Models evaluation

This section is based on James et al. (2021), Chapter 5.

Evaluating the Performance of a Predictive Model

In the previous section, we introduced tools for measuring the quality of an estimator: the mean square error (MSE) for quantitative variables and the error rate (ER) for qualitative variables. These measures compare the predicted values \(\widehat{Y} = \widehat{f}(X)\) to the observed values \(Y\). However, if we calculate these errors only from the data used to train the model, we risk underestimating the true prediction error. Why? Because the estimator \(\widehat{f}\) was adjusted to minimize the error on these same data. It therefore fits them well, and generally, too well! This can lead to the illusion that our model is performing well.
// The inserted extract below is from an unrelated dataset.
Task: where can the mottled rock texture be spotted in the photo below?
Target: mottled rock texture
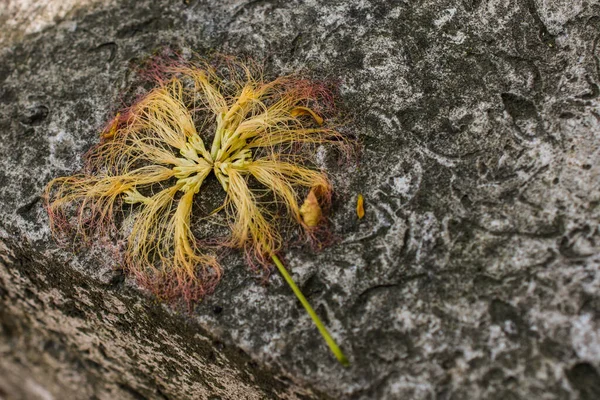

Indeed, a very flexible model can have a low error on the training data simply because it captures noise rather than signal. But if the model adapts too much to the training data, it risks generalizing poorly to new data, i.e., data it has never seen before. This phenomenon is called overfitting.

Note: Overfitting and Underfitting

An overly flexible model can fit the training data perfectly, including random noise. It will have a low error on this data but a high error on new observations. This is called overfitting of the model. Conversely, a model that is too rigid (e.g., a constant straight line) will not be able to capture the structure of the data, even on the training set. This is called underfitting of the model.

The goal is to find the right balance between flexibility and generalization capacity.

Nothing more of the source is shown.